Stuck on an issue?

Lightrun Answers was designed to reduce the constant googling that comes with debugging 3rd party libraries. It collects links to all the places you might be looking at while hunting down a tough bug.

And, if you’re still stuck at the end, we’re happy to hop on a call to see how we can help out.

Events not received on consumer during ```Too much pending tasks``` error in Azure Event hub sdk

See original GitHub issue

Package Name: @azure/event-hubs
Package Version: 5.4.0
Operating system:
nodejs
- version: v14.15.4
browser
- name/version:
typescript
- version: 4.1.5
Is the bug related to documentation in
- README.md
- source code documentation
- SDK API docs on https://docs.microsoft.com

Describe the bug Some events not received by the consumer. Possibly it is related to this ticket 14606.
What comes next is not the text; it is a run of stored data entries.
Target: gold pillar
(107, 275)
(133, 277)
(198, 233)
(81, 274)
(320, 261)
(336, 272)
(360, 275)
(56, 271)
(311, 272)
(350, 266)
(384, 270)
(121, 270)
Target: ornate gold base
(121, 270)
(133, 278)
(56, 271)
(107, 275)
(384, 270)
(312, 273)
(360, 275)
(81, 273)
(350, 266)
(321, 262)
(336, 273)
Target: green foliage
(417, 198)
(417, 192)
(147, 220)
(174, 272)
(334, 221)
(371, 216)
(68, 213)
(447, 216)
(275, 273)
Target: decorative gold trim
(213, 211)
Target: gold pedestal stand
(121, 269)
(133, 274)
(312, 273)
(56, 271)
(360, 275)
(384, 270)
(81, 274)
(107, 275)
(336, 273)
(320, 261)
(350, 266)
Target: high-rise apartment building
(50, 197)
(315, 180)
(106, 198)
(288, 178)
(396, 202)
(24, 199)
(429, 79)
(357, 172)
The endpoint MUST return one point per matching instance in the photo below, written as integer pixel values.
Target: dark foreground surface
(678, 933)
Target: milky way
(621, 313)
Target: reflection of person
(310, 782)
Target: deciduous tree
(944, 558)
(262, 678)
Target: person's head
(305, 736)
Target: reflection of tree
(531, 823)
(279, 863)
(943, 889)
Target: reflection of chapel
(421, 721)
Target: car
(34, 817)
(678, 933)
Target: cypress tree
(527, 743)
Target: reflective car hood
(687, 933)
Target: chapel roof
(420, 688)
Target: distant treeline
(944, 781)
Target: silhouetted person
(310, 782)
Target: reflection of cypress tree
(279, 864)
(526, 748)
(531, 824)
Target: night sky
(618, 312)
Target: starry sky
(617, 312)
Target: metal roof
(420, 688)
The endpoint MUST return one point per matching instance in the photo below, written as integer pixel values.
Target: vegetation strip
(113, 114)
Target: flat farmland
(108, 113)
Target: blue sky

We received some errors in processError method on 13thMay. The log message said MessagingError: The request with message_id \"5db3cdec-6b8b-46f0-b333-f7cf3f00c7aa\" timed out. Please try again later. We also print the partiton Id in the log but it was not present in the error message thrown by Azure sdk. Detail log is below:-

{"level":"error", "time":"2021-05-12T23:33:10.991Z","msg":"Error in listening on eventHub: iot-prd01-evh and partitionId : MessagingError: The request with message_id \"5db3cdec-6b8b-46f0-b333-f7cf3f00c7aa\" timed out. Please try again later.}"}

We received another log message Error: Too much pending tasks in processError method on 20th May. Detail log is below:-

{"level":"error", "time":"2021-05-25T22:50:53.372Z","msg":"Error in listening on eventHub: iot-prd01-evh and partitionId : Error: Too much pending tasks}"}

Point to note:-

From 13th to 19th May we constantly received timeout out error messages after which no events were received.
As soon as we received too much pending tasks on 20th may and still no events were received and at last when we restarted our machines the events started coming in most probably the ones that were in event hub queue also came.
Once everything was settled after the restart we thought all the events that were missed must have been processed by now. But after further analysis we found around 50 events were missing from 20thMay till 26th May. Now as per our analysis we suspect the issue for missing events might be:-
The error came in below method in our code:-

processError: (error, context): Promise<void> => {
	AppLogger.error(
	`Error in listening on eventHub: ${context.eventHubName} and partitionId ${context.partitionId}: ${error}}`,
					EventHubService.name
	);
	return Promise.resolve();
},

We catch the error and go ahead with processing other messages in below method:-

processEvents: async (events, context): Promise<void> => {
	AppLogger.info(
		`Received events array length is: ${events?.length}`,
		EventHubService.name
	);
	await Promise.all(events.map(async (event) => {
		await this.handleEvent(event);
		if (config.has('env.MODE') && config.get('env.MODE') === config.get('env.PROD_MODE')) {
						// update checkpoint as per checkpoint frequency
						await this.updateEventCheckpoint(context, events[events.length - 1]);
		}
	}));
},

So when the Timeout message error came in Azure sdk we didn’t received any messages and our services was not processing anything.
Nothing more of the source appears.